Matthew 17:24-27
This passage is nestled in between the second prediction of Jesus’s death and resurrection and the passage where the disciples ask who is the greatest in the kingdom of heaven. As such, it probably isn’t a passage that we’re exceptionally familiar with, which is part of why Wils picked it. (The fishing may also play a role.)
There is a temple tax for each adult Jewish male to support the temple. Think Per Capita if you’re a Presbyterian, apportionment if you’re a Methodist, or if you’re really old, you can think about pew rent. Peter is asked about this tax when Jesus and the disciples return to Capernaum, and then Jesus brings the tax up when they get “home.”

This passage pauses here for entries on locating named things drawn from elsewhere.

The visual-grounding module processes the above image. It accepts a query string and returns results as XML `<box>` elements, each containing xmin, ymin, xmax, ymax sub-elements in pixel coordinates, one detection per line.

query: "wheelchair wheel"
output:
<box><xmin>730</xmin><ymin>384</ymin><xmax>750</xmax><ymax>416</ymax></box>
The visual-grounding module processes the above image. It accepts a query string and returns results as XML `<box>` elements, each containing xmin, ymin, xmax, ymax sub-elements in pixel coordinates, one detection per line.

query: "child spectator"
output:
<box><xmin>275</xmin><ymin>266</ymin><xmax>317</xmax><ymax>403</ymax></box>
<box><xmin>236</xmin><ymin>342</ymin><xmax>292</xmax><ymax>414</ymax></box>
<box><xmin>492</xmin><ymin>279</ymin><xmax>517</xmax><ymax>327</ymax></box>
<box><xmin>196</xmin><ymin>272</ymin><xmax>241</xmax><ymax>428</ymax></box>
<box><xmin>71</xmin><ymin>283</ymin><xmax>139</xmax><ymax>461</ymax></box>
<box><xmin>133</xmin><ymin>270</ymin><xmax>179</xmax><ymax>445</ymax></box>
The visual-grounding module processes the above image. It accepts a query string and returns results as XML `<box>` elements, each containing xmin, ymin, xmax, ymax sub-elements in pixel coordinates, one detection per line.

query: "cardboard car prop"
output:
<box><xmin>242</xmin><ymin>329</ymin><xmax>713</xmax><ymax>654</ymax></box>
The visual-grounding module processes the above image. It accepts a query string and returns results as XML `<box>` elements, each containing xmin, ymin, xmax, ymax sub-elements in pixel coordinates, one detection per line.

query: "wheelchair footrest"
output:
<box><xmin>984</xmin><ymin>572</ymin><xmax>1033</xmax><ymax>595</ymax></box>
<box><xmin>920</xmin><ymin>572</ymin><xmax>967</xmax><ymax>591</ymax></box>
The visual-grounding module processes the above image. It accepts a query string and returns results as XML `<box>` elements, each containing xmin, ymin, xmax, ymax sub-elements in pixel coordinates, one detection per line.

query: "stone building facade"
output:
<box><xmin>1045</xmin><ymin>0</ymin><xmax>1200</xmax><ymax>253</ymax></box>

Jesus wants to know who gets taxed when earthly kings tax people. There is a setup here for language we are familiar with, but perhaps we don’t think about it in this setting. Jesus asks who gets taxed – family or strangers. Peter answers “strangers.” Jesus then tells him that the children don’t have to pay.
And Jesus clearly wants us to think about being called children of God. The kids (children) of God don’t pay because the fund is to support them – their home, their house, their kingdom – as the family of God. Then, to avoid offending, Jesus sends Peter out fishing to catch a fish that will pay both their temple tax. (Again, Jesus pays a price for more than just himself.) Creation provides the fee. God’s creation provides the fee.
As children of God, we don’t pay to access the house of God. God chooses to make the presence, the power, the reality of God available to us, and to make that clear by calling us children of God.